Fusing the military imagery embedded in the popular representations of cholera with the legal rhetoric of the International Sanitary Conferences, Russian zoologist Elie Metchnikoff (1845–1916) characterized “immunity” as a form of “host defense.” Metchnikoff’s innovation shifted the primary locus of medical intervention from the collective to the individual. This metaphor became infused into modern medicine and informs the notion that our immune systems defend us against disease.
Metchnikoff’s formulation of immunity-as-defense helped to explain the new vaccines that were being developed at the time, but this narrow perspective overlooked how collectives contribute to the progression of disease. It assumed that if an individual could be vaccinated, that would solve the collective problem. However, individual organisms are not singularities; we only exist in complicated contexts with other living beings both near and far. Indeed, that’s why we are now exhorted to wash our hands, to maintain social distance and to avoid unnecessary physical contact. That’s literally what contagion means: touching together.
While we might assume that our immune systems should defend us against pathogenic microbes, our communal systems actually do much of the heavy lifting to keep us healthy or to help us heal. When these collective capacities are not maintained, or when they fail, they reveal the unequal vulnerabilities to which different individuals are exposed.
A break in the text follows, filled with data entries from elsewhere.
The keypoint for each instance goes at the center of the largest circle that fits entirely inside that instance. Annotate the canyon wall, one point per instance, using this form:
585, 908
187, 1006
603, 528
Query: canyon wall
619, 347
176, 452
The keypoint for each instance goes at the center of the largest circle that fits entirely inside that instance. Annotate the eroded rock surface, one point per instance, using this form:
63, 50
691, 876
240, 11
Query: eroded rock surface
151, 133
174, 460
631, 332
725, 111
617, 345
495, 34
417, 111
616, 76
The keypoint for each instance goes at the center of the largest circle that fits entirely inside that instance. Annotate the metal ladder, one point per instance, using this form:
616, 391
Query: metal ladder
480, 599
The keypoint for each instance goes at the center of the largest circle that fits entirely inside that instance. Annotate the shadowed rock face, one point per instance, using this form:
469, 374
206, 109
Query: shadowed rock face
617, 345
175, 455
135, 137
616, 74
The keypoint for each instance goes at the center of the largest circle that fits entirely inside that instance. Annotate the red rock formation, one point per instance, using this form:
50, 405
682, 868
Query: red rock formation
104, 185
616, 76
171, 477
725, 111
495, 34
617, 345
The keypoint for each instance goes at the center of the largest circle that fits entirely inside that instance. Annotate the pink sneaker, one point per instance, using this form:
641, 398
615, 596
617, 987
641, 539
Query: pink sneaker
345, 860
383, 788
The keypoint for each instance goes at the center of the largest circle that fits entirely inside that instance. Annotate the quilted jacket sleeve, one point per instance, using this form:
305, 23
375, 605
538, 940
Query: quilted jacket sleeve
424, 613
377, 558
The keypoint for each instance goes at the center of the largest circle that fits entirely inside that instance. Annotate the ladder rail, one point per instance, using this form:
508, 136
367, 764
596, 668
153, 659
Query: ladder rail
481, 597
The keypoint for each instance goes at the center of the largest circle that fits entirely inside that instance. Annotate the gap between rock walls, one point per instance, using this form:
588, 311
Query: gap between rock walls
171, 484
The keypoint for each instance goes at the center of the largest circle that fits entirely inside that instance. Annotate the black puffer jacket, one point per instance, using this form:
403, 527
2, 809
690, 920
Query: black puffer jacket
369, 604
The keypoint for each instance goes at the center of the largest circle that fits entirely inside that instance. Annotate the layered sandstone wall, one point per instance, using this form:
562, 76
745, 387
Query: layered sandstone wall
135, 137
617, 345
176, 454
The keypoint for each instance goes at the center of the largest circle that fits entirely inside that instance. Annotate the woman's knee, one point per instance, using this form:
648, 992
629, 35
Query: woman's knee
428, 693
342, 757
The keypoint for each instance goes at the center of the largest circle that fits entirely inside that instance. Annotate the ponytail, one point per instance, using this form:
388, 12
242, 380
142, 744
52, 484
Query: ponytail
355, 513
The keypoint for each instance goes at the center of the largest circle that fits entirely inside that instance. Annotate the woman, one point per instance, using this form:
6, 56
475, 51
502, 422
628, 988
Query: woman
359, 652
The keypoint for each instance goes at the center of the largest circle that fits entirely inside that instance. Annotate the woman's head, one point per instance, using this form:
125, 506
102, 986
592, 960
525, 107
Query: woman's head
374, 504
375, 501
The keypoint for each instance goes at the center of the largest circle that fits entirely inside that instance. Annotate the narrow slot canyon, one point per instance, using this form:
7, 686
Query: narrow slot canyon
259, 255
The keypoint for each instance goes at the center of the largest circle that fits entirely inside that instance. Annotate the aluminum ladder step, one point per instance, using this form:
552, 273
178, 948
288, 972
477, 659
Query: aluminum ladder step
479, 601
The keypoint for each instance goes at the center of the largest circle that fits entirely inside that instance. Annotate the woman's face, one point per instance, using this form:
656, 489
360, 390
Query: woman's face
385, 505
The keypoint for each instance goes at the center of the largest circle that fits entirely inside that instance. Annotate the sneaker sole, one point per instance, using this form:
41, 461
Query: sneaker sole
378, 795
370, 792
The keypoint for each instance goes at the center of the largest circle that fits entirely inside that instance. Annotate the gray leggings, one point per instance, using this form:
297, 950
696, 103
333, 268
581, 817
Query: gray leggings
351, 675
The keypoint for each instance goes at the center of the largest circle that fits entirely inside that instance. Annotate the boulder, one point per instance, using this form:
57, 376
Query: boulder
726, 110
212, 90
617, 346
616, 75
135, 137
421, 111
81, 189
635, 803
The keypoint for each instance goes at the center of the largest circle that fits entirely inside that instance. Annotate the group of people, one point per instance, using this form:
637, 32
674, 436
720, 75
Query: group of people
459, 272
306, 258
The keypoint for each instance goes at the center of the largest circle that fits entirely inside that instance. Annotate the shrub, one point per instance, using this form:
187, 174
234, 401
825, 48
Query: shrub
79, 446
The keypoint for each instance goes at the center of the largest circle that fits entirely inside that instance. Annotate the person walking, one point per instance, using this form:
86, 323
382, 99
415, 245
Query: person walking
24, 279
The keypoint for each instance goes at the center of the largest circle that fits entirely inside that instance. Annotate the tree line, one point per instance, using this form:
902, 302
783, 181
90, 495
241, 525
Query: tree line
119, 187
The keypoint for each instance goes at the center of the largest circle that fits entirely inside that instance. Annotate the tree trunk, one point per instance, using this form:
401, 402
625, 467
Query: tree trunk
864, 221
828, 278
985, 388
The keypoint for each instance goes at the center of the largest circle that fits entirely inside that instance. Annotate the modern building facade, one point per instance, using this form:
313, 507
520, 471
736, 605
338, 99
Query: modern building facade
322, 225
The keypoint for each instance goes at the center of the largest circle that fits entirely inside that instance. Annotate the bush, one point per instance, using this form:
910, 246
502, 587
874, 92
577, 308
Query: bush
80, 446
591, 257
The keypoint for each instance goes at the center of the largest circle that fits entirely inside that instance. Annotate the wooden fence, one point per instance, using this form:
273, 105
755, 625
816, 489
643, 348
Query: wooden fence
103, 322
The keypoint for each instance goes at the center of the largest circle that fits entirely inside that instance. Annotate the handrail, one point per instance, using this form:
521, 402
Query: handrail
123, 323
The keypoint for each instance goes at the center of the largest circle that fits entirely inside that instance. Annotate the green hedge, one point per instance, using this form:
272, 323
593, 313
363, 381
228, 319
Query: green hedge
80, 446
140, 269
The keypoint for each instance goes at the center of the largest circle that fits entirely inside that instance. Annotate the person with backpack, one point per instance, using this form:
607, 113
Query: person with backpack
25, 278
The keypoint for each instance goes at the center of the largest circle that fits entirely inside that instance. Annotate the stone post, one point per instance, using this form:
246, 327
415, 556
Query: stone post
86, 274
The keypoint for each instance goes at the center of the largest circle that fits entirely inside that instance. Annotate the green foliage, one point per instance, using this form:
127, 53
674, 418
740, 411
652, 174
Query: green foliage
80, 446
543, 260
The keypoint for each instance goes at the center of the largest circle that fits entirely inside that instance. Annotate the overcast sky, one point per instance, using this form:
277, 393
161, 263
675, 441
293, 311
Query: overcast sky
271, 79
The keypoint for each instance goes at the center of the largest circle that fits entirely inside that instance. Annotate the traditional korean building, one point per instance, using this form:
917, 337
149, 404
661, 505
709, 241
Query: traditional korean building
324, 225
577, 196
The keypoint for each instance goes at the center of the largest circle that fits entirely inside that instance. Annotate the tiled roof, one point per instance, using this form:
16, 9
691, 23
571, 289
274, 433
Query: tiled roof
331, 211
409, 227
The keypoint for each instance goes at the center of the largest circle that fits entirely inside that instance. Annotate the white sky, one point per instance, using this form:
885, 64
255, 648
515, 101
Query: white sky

Communal systems support immune systems at very basic levels. As the disproportionate numbers of people of color, of working people and of incarcerated people afflicted by COVID-19 show us, an individual’s capacity to heal depends not only upon the organism’s innate capacity to sustain its vitality in the face of interactions with microbes. This healing capacity itself depends upon social and environmental resources, like adequate food and shelter, as well as ongoing health care throughout one’s life.
Immune systems cannot adequately “defend” us in the absence of such communal systems. The strong correlation between comorbidities and severe symptoms of COVID-19, as well as the unequal distributions of these cofactors across racial, ethnic and class differences, proves this point. Individual immunity presupposes community. Unfortunately, at the same time, the use of immunity to frame our responses to the pandemic can allow us to neglect this communal context.
Today’s political leaders still rely on metaphors of immunity and military defense to think about infectious diseases, but this fails to account for the ways in which a collective action—or the lack thereof—can either enhance or mitigate the spread of disease. But isn’t this the lesson we need to learn most from the current pandemic? That taking care of each other is actually another way to take care of ourselves; not just in times of sickness, but in those moments when we take health most for granted.
There are no enemies in pandemics, and this is not a war. Rather it’s an occasion for us to develop new ways to live together that can mitigate our common vulnerabilities as living beings. Perhaps it’s not only time to support our immune systems, but also to ramp up our communal systems. You can’t have one without the other.